Five studies [14, 15, 19, 44, 45] reported 50 patients (STN n = 33, GPi n = 4, ventral intermediate nucleus (VIM) n = 1, NA n = 12). Samples partially consisted of same patients in two studies [14, 15]. The outcome was reported in 30 patients (60.0%); UPDRS-III percentage improvement in 28 patients and the outcome was described verbally in 2 patients. Eighteen patients were reported to have favourable, three patients moderate and nine patients poor long-term motor outcomes. One study reported better outcomes with STN-DBS and VIM-DBS than with GPi-DBS [15]. GBA mutation carriers developed cognitive impairment faster than patients without mutations.

SNCA

Five patients were reported in five case reports [46, 47, 48, 49, 50] (STN n = 4, GPi n = 1). The motor outcome was favourable for all patients in the short-term but 3/5 patients developed cognitive and/or neuropsychiatric problems a few years after implantation. The percentage change in the UPDRS-III score was documented in two patients.

VPS35

Four studies [51, 52, 53, 54] reported five patients (STN n = 3, NA n = 2). Favourable motor outcome was reported in four cases and minor motor benefit complicated by dysarthria in one case. The percentage change in the UPDRS-III score was reported in three patients.

PINK1

Five case reports [21, 32, 38, 55, 56] including one patient in each report (STN n = 4, GPi n = 1) were reported. Favourable motor outcome was observed in three patients and moderate outcome in one case. One patient developed imbalance, gait impairment, dysarthria, and behavioral changes after operation and mental deterioration was documented a few years later.

Exclusion of poorer quality studies

Unfortunately, many studies (Table 1) lacked important information as shown in the Supplementary Table 1. Poorer quality studies have tendency for bias; therefore, in the Supplementary Table 3, data are presented after exclusion of poorer quality studies such as studies lacking the information about DBS target, pre- and postoperative evaluation, adequate follow-up time or outcome information. Furthermore, as Lythe et al. [14] and Angeli et al. [15] reported partly the same patients, we tested the conclusions also when the smaller study was excluded. Nevertheless, after the exclusion of these studies, the results remained essentially the same (Supplementary Table 4).

Discussion

We report the following key findings: (1) DBS outcome appears excellent in patients with LRRK2 p.G2019S (c.6055G > A) mutations, good in patients with PRKN mutations and poor in patients with LRRK2 p.R1441G (c.4321C > G) mutations, (2) the overall benefit of DBS in SNCA, GBA and LRRK2 p.T2031S (c.6091A > T) mutations may be decreased due to rapid progression of cognitive and neuropsychiatric symptoms, and (3) in other mutations, the motor outcome in DBS-treated genetic PD patients appears generally comparable to that of sporadic PD patients.

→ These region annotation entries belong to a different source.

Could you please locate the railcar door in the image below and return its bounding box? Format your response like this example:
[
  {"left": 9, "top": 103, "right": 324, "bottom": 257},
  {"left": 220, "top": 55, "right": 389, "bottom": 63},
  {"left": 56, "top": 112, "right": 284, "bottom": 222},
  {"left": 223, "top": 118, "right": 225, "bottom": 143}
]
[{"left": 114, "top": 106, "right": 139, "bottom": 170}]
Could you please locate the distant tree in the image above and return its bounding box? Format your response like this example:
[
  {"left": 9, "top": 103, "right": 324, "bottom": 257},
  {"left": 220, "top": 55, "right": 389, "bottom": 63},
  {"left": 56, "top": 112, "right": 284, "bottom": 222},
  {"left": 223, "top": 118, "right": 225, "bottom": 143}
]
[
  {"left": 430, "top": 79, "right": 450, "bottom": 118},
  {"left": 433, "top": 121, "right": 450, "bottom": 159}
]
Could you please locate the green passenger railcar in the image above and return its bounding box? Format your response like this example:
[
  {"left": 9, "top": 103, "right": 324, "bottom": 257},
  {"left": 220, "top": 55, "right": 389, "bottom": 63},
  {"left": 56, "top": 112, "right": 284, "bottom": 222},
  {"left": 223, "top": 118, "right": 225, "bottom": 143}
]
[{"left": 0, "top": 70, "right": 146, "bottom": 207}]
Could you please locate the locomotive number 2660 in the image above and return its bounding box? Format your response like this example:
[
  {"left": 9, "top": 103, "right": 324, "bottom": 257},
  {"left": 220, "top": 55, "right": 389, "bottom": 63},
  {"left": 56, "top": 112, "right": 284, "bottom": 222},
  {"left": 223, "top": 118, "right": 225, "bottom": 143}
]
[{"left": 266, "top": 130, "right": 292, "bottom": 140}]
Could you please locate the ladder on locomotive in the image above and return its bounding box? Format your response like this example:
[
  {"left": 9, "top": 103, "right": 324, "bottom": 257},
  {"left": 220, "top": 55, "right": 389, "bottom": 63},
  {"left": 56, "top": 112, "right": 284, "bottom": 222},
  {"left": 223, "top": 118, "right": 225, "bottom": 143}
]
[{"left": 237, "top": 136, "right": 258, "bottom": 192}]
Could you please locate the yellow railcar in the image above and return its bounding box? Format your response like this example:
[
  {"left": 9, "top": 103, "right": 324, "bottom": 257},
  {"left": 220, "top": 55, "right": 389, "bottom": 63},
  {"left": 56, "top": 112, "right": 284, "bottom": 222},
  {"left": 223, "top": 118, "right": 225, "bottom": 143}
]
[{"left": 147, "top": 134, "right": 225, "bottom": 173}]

A recent smaller review of 30 studies described the effects of DBS mainly in patients with LRRK2, PRKN and GBA mutations [62]. In the present PRISMA-compliant systematic review of 46 studies and 221 patients, the most comprehensive data were available for patients with LRRK2 and PRKN mutations. The combined evidence suggests that patients with LRRK2 mutations generally have a good response to DBS, and patients with the most common LRRK2 mutation, the p.G2019S mutation [7], may even have better outcome than the general PD population. However, the reported LRRK2 cases of p.R114G, p.T2031S and p.N1437H (c.4309A > C) mutation carriers appeared to have less favourable outcome. This interpretation is limited by the small number of reported DBS-treated cases of rarer LRRK2 mutations. For the PRKN mutations, the literature supports a view that patients with PRKN mutations are optimal candidates for DBS.

Apart from the LRRK2 and PRKN genes, the published literature concerning individual monogenic mutations and DBS is less comprehensive and the data are clearly limited with respect to both the number of patients and duration of follow-up. The available data are limited to five DBS-treated patients with VPS35 mutation, and the patients have shown favourable sustained motor outcome in 4/5 cases. The available literature also suggests that most patients with mutations in GBA tend to achieve favourable long-term motor outcome from STN-DBS. Despite good motor outcome, GBA mutation carriers may develop cognitive impairment after DBS faster than patients without mutations. SNCA patients commonly develop cognitive and neuropsychiatric problems [8]. The literature supported a good motor outcome after DBS also in patients with SNCA mutations; however, 3/5 patients developed cognitive and neuropsychiatric problems a few years after DBS implantation. Indeed, the non-motor features of genetic PD may be a limiting factor in the overall benefit of DBS in some mutations, such as SNCA and LRRK2 p.T2031S. While the motor benefit from DBS may initially be clear, the rapid non-motor progression may lessen the sum value for the quality of life. A recent study in SNCA A53T mutated rodents suggested that DBS may be neuroprotective [63]. Nonetheless, in human PD patients with SNCA mutations, the neuropsychiatric progression appears to be rapid despite DBS. The issue could be the level of damage at the time of implantation, and earlier DBS in these patients might possibly provide different outcomes.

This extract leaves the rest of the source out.